MRI results were categorized as normal or abnormal. In contrast to our previous report, we classified white matter lesions as significant when patchy, confluent, or diffuse. Punctiform white matter lesions were considered not pathologic.

Brain complementary investigations

In patients with ischemic stroke, a standard ECG, an echocardiography, and a carotid Doppler were performed. In patients with arrhythmias, continuous electrocardiographic monitoring (Spacelabs Health Care, Ultraview SL, Washington, DC, USA) was also performed. According to Toast classification, patients were eventually classified as either having or not cardioembolic and/or atherosclerosis (thromboembolic) episode [16]. All patients who showed clinical signs of coma, delirium, or seizure underwent EEG examination. Every EEG received a score between 0 and 5 by a senior neurophysiologist (EA) and classified according to Synek score as benign (grade 0 to 2), uncertain (grade 3), or malignant (grades 4 and 5) [17].
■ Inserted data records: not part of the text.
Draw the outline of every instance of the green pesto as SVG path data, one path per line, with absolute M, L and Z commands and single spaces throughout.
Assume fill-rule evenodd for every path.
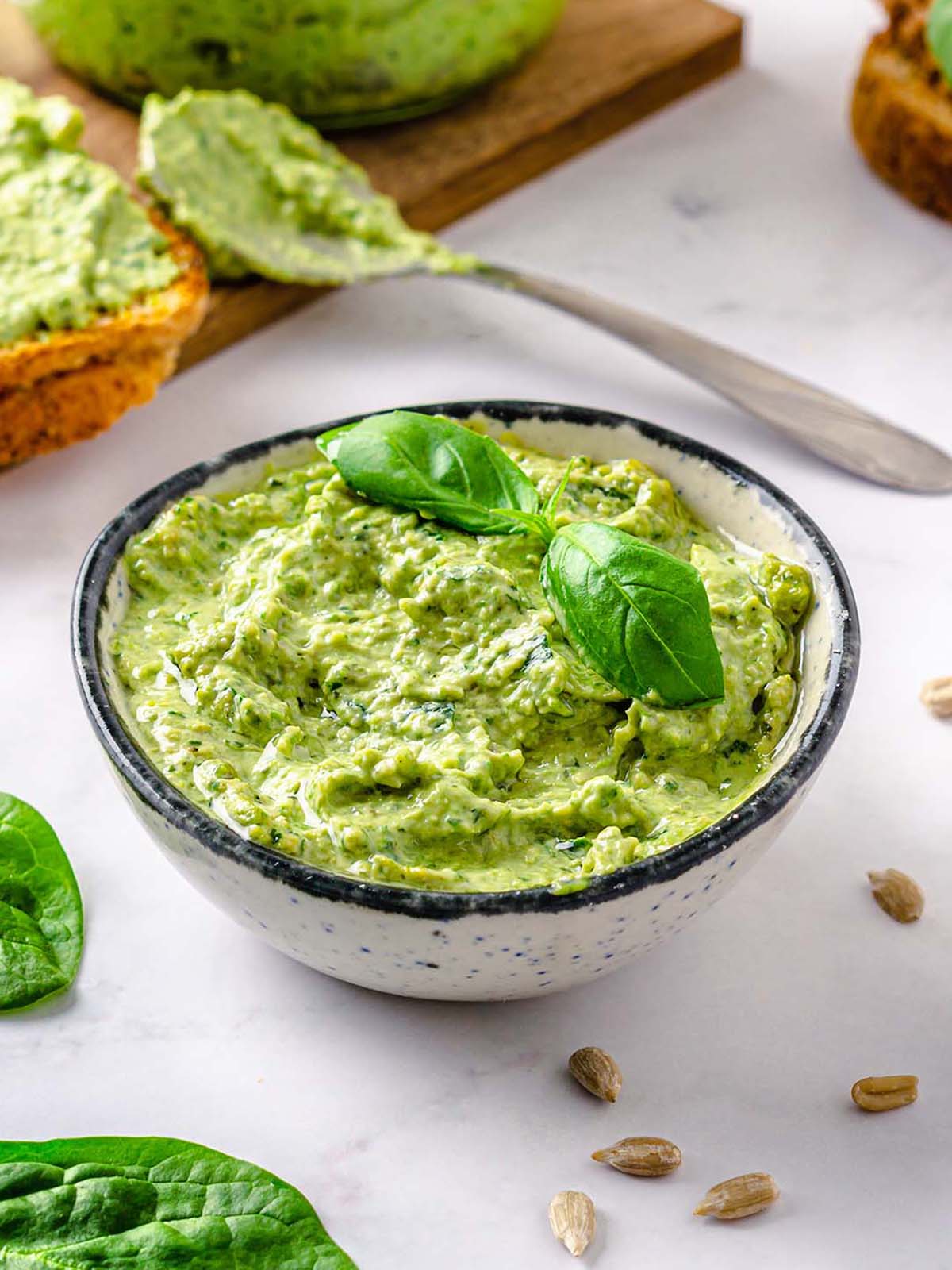
M 565 460 L 508 444 L 548 497 Z M 240 834 L 352 878 L 572 889 L 664 851 L 762 779 L 810 579 L 633 460 L 578 461 L 559 521 L 585 518 L 699 570 L 724 702 L 622 698 L 547 608 L 539 541 L 366 502 L 317 455 L 184 498 L 128 544 L 113 652 L 133 733 Z
M 0 345 L 89 326 L 176 277 L 169 241 L 79 150 L 83 116 L 0 79 Z
M 543 39 L 565 0 L 20 0 L 62 65 L 129 102 L 246 88 L 335 122 L 421 113 Z
M 411 230 L 392 198 L 283 105 L 251 93 L 150 97 L 138 179 L 198 241 L 218 278 L 339 286 L 429 269 L 467 269 Z
M 947 83 L 952 84 L 952 0 L 933 0 L 925 23 L 925 42 Z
Definition of variables and outcomes

Demographic characteristics, known risk factors for cardiovascular disease (that is, smoking, hypertension, coronary artery disease, diabetes, hypercholesterolemia, hypertriglyceridemia, and stroke), estimated prognosis of pre-existing underlying illness (graded as nonfatal, ultimately, and rapidly fatal disease), date and category of admission (medical or surgical) in the ICU, SAPS-II as well as microbiological data were recorded at admission. From admission to the day of MRI, SOFA score, vital signs, type and dose of catecholamine infused, sedatives, analgesics and antibiotics, use of steroids, days of mechanical ventilation, and standard laboratory tests were recorded daily. Hypotension was defined as a mean arterial pressure <60 mm Hg; oxygen desaturation was defined as an SaO2 <90%. The duration (days) of catecholamines infusion, maximum and minimum systolic and mean blood pressure, time (hours) spent with MBP <60 mm Hg or with SaO2 <90%, and maximal SOFA score were also recorded. According to the International Society of Thrombosis and Haemostasis, DIC was defined as a score based on alteration of routine coagulation tests (platelet count, fibrin and fibrinogen levels, prothrombin time) more than 5 [18].
The primary outcome variable was the presence of MRI signs of ischemic stroke and leukoencephalopathy in patients with septic shock and acute brain dysfunction. Secondary outcomes were represented by ICU mortality, hospital and ICU length of stay, duration of mechanical ventilation, and GOS at 6 months (dichotomized at ≤3 versus >3) [19].

Statistical analysis

STATA software, Version 11.1 data analysis and statistical software (StataCorp LP, College Station, TX, USA) was used for statistical analysis. Continuous variables are reported as median (10th and 90th percentiles) and as number (proportion) for categoric variables. Kruskal-Wallis and χ2 /Fisher Exact tests were used to determine unadjusted association between type of brain lesions and continuous and categoric variables, respectively. Additional multivariable analysis was performed by means of logistic regression to seek adjusted relations between type of brain lesions and ICU mortality and GOS at 6 months.
The selection of independent variables for the model was based on statistical significance at univariable testing. Covariates with a value of P < 0.05 were included in the multivariable analysis. The limit for statistical significance was set at P = 0.05. All tests were two-sided. The authors had full access to and take full responsibility for the integrity of the data. All authors have read and agree to the manuscript as written.

Results

From November 2005 to June 2012, 170 patients were admitted for septic shock and developed acute brain dysfunction; of those, 71 (42%) patients were enrolled and underwent brain MRI, with a median time delay from acute brain dysfunction of three days. 57 (33%) patients were not enrolled because of patient's death before MRI (n = 40) or MRI contraindication (n = 17) whereas 42 (25%) were excluded from the study because of a prior central nervous system disorder, endocarditis, or age older than 80 years. CT scan was performed in 12 (17%) (Figure 1).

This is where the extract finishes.